Part of the gospel lesson assigned for Sunday, November 17, (Luke 21.5-19) has this to say: “…there will be great earthquakes, and in various places famines and plagues, and there will be dreadful portents and great signs from heaven.” Then a few verses after the assigned reading concludes there is this (21.25-28): “There will be signs in the sun, the moon, and the stars, and on the earth distress among nations confused by the roaring of the sea and the waves. People will faint from fear and foreboding of what is coming upon the world, for the powers of the heavens will be shaken.”
I cannot read that without thinking about our sisters and brothers in the Philippines…signs in the sun, the moon, and the stars and confusion caused by the roaring of the sea and the waves.
And I cannot read the first part of the lesson (21.5-6) where Jesus talks about the great and seeming permanence of things (in this case the temple in Jerusalem) being revealed as an illusion, without seeing images of the buildings in that island nation lying in ruins: homes and churches and shops destroyed by the confusion of the roaring sea.
Then I read this: “Then they will see ‘the Son of Man coming in a cloud’ with power and great glory. Now when these things begin to take place, stand up and raise your heads, because your redemption is drawing near” (21.28), and I think of the faces of those I see on the evening news coverage…Faces of people standing up, with heads raised, in the midst of the disaster. And I am left wondering just what it is they are looking at. Or maybe, they are not looking at anything – they are rather (perhaps) looking for. For what? Signs of life, to be sure…signs which may promise food, help, clothing, water…signs of sanity in a world rocked by confusion and chaos? I imagine them (if by any chance they are familiar with this particular bit of scripture), shaking their fists at God, flailing their arms toward heaven and demanding to know “Where is the promised redemption that is supposedly drawing near?! Because this looks only like hell!”

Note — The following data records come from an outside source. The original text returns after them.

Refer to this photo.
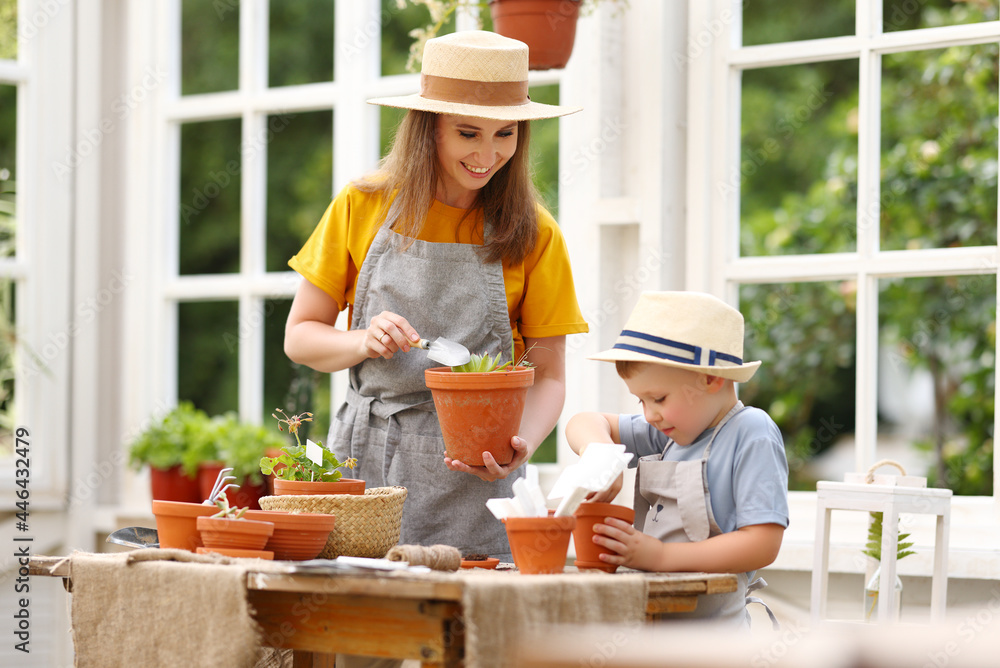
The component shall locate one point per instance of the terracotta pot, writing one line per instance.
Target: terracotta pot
(247, 496)
(587, 515)
(173, 485)
(539, 544)
(479, 412)
(297, 536)
(242, 534)
(548, 27)
(241, 554)
(309, 487)
(177, 523)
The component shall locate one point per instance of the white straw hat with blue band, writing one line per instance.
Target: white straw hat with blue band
(687, 330)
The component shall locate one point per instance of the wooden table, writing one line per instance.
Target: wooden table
(407, 616)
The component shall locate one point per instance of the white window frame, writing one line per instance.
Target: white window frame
(154, 195)
(715, 64)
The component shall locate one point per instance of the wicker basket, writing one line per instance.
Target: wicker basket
(366, 526)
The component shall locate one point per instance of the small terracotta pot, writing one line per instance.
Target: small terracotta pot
(297, 536)
(246, 496)
(587, 515)
(236, 534)
(241, 554)
(177, 523)
(539, 544)
(311, 487)
(548, 27)
(479, 412)
(173, 485)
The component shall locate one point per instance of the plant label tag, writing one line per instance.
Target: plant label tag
(314, 452)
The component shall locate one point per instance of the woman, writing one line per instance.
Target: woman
(446, 239)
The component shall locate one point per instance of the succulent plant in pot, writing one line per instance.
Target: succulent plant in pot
(296, 472)
(228, 530)
(479, 405)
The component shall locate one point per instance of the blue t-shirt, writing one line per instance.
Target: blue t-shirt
(747, 469)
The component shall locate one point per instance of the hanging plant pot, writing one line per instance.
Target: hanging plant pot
(311, 487)
(224, 532)
(479, 412)
(587, 516)
(177, 523)
(539, 544)
(173, 485)
(548, 27)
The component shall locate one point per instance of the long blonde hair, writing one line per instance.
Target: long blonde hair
(411, 171)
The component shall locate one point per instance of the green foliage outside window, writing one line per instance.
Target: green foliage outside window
(938, 190)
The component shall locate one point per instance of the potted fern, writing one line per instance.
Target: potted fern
(479, 405)
(310, 468)
(874, 550)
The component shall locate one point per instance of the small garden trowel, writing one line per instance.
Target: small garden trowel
(445, 352)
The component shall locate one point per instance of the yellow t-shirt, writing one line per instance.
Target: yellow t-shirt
(541, 297)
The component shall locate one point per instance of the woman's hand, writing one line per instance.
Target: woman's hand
(388, 333)
(491, 471)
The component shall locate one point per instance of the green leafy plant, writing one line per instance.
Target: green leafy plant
(294, 463)
(185, 436)
(874, 546)
(241, 445)
(486, 364)
(226, 511)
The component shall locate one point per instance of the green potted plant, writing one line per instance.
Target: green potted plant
(295, 472)
(172, 447)
(239, 445)
(548, 27)
(479, 405)
(228, 532)
(874, 550)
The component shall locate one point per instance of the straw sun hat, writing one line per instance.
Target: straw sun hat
(687, 330)
(476, 73)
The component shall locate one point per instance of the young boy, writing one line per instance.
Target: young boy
(712, 486)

A pastor friend of mine, here in Charlotte, serves a congregation whose membership is made up of quite a number of Montagnard refuges from Vietnam. Two grown men in her congregation, brothers, came to Charlotte just before their father was arrested and imprisoned (about three years ago) for refusing to bow down to an image of the president and instead professing his allegiance to Jesus. No trial, no term of sentence no specified length of imprisonment.
No one had heard from him in quite a while.
Several weeks ago, the brothers were contacted by their sister, still living in Vietnam.
Out of the blue, their father had called her from the prison.
Speaking Vietnamese, he told her that he was “doing fine and will be okay.”
She hung up the phone, thinking it odd that he did not speak the language of his Montagnard tribe.
She concluded that her father must have been forced to call and speak the language that the prison guards could understand.
Just as she came to this conclusion, the phone rang again. This time one of the guards spoke, telling her that her father had just died.
Most likely he was killed for refusing, still, to bow to another’s image.
It is hard for me to wrap my mind around the kind of suffering I hear about. “Confusion caused by the roaring seas and waves.”
“Being hated or put to death because of the name of Jesus” (21.16-17).
It is hard for me to fully appreciate how it is that folks keep on standing up, over and over again, despite the complete lack of evidence that any redemption is drawing near.
The closest I can come to grasping it, is when I am paying close enough attention to notice that the arms that flail, flail toward heaven…despite all evidence to the contrary, calling out – as if by instinct – to something bigger than this pain, before they slump to the flailer’s side and absent-mindedly clasp the hand of the child beside them, urging them on...helping that smaller one to stand nonetheless.
The closest I can come to grasping it, is when I see the eyes of my pastor friend fill with tears of frustration – shaking her head and saying among the safety of other pastor friends – “I swear that I’m going to smack the next person who comes up to me and complains that American Christians are persecuted for their faith!” just as she asks if any of us can serve at the soup kitchen in her congregation’s fellowship hall.
These are models of faith, whose model most will never see nor know about…
Those who hold hands and not only continue to stand up – but who reach out to others to help them stand as well…And who, standing, embody the reality of the coming redemption, in their presence that is persistent even in the face of death.